On the left of Figure 4a, it is assumed that the leakage magnetic flux paths have the same quadrants, indicated by a solid line and dotted line, and a path is connected in a straight line along the length of the air gap. In order to calculate the magnetic flux of the gap, a permeance that is inverse to the magnetoresistance can be used. If each magnetic flux path has magnetoresistance, they can all be expressed as being connected in parallel. There are two assumptions here, namely that magnetic resistance in the iron core is ignored and there is no leakage magnetic flux and fringing effect. Therefore, the magnetic circuit can be represented as shown in Figure 4b. ${\Re }_m=L_m/{\mu }_0{\mu }_r{A}_m$ is resistance of the magnet. ${\mathrm{\Phi }}_r$ is magnetic flux source. ${\mathrm{\Phi }}_m$ is magnetic flux passing through the air gap. When permeability for each leakage magnetic flux path is defined as $P_{go},\hspace{0.17em}{P}_{gi},\hspace{0.17em}{P}_{mo},\hspace{0.17em}{P}_{mi}$ and $P_g$, the reciprocal parameters can be expressed as magnetoresistance ${\Re }_{go},\hspace{0.17em}{\Re }_{gi},\hspace{0.17em}{\Re }_{mo},\hspace{0.17em}{\Re }_{mi}$ and ${\Re }_g$.

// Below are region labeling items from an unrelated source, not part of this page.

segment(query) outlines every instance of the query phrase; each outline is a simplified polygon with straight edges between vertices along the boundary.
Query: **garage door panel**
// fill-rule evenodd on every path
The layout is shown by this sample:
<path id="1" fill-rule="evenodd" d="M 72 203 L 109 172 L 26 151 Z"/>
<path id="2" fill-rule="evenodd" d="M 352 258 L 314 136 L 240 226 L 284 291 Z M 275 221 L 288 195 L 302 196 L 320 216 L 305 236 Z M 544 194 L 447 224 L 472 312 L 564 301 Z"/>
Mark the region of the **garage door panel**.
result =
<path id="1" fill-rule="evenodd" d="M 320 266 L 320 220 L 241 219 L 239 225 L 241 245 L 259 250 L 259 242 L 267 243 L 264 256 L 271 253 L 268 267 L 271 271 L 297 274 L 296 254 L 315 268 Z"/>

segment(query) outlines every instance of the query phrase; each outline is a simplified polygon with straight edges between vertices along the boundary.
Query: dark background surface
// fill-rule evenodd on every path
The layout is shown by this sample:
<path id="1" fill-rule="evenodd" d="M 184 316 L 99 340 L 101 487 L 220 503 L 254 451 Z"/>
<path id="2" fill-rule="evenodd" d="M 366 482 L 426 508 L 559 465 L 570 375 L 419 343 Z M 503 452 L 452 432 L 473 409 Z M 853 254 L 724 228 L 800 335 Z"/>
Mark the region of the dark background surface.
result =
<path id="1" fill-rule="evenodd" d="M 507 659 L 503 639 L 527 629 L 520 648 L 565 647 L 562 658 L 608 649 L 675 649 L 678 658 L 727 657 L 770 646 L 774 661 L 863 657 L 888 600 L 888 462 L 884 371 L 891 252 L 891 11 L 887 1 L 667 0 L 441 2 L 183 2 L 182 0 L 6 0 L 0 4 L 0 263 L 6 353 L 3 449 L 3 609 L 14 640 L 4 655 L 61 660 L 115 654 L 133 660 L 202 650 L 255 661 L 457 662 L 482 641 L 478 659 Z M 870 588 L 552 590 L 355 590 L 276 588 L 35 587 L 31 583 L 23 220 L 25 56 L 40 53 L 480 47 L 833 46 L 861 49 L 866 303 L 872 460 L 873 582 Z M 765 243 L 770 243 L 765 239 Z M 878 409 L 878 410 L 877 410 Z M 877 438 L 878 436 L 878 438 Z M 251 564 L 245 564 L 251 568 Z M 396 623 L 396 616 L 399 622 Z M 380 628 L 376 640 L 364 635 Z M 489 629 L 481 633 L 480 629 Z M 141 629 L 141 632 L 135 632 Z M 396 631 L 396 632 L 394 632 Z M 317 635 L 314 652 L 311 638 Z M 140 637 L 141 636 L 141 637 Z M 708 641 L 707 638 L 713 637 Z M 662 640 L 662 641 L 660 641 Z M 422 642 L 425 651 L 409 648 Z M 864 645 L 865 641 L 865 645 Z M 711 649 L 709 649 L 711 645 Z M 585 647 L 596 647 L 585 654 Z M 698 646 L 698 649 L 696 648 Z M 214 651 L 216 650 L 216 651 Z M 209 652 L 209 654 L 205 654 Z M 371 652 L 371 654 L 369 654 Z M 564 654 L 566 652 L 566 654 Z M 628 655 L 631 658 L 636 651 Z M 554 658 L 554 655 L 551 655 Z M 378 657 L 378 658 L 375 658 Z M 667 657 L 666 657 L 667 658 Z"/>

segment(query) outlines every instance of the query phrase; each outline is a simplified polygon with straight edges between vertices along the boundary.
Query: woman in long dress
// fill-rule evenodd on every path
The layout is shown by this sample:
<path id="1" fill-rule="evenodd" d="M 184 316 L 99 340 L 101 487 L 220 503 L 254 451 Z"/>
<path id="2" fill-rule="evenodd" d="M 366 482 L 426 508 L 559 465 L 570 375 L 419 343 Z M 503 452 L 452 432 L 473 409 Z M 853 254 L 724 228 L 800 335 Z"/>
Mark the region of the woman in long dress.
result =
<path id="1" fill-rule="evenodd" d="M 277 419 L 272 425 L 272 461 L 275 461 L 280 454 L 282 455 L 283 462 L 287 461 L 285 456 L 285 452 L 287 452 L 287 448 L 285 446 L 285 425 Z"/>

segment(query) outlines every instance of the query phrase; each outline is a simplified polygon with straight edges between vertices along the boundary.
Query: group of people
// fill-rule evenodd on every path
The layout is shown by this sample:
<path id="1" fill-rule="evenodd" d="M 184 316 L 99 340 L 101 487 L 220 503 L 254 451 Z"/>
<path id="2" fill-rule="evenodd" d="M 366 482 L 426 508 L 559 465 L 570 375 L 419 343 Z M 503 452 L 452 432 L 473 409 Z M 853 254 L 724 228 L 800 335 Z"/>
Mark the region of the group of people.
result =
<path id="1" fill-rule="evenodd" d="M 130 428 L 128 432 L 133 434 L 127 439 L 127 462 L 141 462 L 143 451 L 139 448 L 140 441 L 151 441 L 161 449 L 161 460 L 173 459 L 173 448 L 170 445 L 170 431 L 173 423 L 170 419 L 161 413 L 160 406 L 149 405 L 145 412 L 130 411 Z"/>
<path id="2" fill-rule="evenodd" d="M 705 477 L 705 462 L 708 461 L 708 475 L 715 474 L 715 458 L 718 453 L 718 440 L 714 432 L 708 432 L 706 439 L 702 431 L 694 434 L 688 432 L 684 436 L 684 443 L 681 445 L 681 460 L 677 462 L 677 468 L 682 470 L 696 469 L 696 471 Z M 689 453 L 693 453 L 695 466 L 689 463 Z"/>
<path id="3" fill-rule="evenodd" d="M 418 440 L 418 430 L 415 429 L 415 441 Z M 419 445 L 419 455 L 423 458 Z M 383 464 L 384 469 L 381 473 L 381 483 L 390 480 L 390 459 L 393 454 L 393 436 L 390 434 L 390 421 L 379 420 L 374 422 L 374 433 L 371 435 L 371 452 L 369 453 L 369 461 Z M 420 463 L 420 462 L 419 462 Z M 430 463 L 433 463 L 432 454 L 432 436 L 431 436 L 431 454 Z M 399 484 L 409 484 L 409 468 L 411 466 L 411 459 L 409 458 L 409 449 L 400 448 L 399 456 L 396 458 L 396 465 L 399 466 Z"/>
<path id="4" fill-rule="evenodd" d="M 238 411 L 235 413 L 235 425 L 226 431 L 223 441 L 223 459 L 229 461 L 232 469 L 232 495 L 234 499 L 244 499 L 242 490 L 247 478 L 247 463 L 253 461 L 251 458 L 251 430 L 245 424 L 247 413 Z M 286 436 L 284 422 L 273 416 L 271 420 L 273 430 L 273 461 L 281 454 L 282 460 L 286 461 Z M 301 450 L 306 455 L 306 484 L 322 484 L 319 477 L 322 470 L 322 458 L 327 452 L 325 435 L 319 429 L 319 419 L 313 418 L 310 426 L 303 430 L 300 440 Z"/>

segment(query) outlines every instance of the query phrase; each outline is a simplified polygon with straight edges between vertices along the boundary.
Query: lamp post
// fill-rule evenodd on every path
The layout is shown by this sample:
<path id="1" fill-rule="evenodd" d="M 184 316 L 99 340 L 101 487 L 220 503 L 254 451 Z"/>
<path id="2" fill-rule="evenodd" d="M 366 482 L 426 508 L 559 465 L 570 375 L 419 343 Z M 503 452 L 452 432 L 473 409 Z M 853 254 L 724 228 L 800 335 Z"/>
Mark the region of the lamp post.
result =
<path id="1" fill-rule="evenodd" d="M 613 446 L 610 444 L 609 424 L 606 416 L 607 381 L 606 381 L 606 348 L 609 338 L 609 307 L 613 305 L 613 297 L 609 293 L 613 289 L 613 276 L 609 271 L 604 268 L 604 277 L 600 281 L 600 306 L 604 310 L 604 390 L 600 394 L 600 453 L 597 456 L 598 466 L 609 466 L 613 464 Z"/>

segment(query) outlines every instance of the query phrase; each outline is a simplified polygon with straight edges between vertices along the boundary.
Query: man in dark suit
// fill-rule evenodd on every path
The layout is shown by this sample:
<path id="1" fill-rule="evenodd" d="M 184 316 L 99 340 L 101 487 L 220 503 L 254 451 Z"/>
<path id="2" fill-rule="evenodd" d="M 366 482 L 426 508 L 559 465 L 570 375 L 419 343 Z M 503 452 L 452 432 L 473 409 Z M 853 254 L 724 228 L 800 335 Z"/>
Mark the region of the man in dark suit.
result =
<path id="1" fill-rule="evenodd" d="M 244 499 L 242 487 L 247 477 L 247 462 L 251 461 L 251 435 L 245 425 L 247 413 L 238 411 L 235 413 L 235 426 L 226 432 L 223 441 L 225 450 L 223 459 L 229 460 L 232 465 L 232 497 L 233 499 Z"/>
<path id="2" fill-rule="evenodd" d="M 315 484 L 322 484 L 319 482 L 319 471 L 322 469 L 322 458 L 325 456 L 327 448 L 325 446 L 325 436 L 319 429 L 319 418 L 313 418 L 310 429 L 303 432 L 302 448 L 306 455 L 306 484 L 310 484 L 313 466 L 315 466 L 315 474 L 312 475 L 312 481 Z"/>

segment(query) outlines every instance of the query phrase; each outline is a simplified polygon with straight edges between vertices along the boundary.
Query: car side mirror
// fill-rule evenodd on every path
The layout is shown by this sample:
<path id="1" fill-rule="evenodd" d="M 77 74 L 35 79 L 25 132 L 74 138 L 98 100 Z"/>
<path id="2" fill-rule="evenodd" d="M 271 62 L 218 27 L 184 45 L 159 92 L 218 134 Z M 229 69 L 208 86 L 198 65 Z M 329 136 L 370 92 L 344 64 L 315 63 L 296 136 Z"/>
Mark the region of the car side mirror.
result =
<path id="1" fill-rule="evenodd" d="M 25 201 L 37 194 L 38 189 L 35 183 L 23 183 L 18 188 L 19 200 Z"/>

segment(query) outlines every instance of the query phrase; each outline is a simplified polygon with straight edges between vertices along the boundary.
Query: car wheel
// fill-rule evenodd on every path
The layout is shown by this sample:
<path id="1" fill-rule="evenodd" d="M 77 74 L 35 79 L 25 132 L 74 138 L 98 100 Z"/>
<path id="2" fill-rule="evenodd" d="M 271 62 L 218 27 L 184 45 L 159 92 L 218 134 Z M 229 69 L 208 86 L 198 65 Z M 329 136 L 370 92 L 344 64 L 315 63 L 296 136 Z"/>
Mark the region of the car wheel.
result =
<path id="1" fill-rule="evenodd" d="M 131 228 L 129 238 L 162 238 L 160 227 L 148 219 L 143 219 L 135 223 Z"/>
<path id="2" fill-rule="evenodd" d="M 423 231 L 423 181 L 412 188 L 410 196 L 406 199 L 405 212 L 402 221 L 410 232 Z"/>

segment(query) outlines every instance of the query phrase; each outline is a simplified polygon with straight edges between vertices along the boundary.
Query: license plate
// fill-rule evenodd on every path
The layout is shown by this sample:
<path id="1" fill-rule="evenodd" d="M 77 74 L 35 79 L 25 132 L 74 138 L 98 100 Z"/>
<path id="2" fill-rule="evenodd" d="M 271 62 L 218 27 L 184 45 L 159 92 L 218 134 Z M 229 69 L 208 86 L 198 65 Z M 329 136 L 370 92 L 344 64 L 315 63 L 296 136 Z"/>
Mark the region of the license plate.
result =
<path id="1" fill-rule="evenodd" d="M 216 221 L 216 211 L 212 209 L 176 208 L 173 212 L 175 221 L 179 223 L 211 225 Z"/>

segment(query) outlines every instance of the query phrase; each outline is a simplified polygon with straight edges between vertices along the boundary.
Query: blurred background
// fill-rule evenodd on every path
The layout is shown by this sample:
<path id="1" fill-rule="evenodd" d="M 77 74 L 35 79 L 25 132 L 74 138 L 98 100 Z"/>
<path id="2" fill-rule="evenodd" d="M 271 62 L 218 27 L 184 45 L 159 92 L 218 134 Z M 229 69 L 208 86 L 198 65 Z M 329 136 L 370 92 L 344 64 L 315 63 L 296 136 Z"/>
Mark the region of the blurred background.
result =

The permeance $P_{dy}$ on the outside is shown in Figure 4a.

The permeance in the path is as follows:

$$P_{dy}=\frac{1}{{\Re }_{dy}}=\frac{{\mu }_{0}tdy}{g+\pi y}$$

(1)

When the fringing effect is 10 times greater than the air gap, it is considered to be very small. Therefore, in this case, it was assumed that it was 10 times the air gap. $P_{go}$ is assumed to be h/2, $P_{gi}$ of the path between the two cores is assumed to be (h − r)/2, and $P_{mo},\hspace{0.17em}{P}_{mi}$ are the paths bypassing the air with and without going through the core, respectively. ${\Re }_t$ is the total magnetoresistance. The total Magnetic resistance, ignoring the magnetic resistance at the iron core, is as follows. The reciprocal of the permeance is the magnetic resistance for the magnetic flux path. Thus, all magnetic resistance in the circuit can be calculated.

$${\Re }_t=\frac{1}{P_{leak}}=\frac{1}{P_{mo}+P_{mi}+0.5(P_{gi}+P_{go}+P_g)}$$

(2)

To calculate the magnetic field generated in the air gap of the device fixed the gripper, we used a magnetic circuit and Gauss’ law [13], which can be expressed as follows:

$$\begin{array}{l}\pi d^2\left(B_a+B_r+{\mu }_0{H}_m\right)/8=\left({\mu }_{0}wt/2g+P_{leak}\right)\left(Ni-H_m{L}_m\right)\\ H_m=\frac{\left({\mu }_{0}wt/2g+P_{leak}\right)Ni-\pi d^2(B_r+B_a)/8}{\pi d^2{\mu }_0/8+\left({\mu }_{0}wt/2g+P_{leak}\right)L_m}\end{array}$$

(3)

where $H_m$ is the axial magnetic field intensity in the magnet. $B_a$ and $B_r$ are the Alnico5 and NdFeB magnets with axial magnetic flux density. $B_g$ and $P_{leak}$ are the magnetic flux density in the air gap and the leakage permeance, respectively.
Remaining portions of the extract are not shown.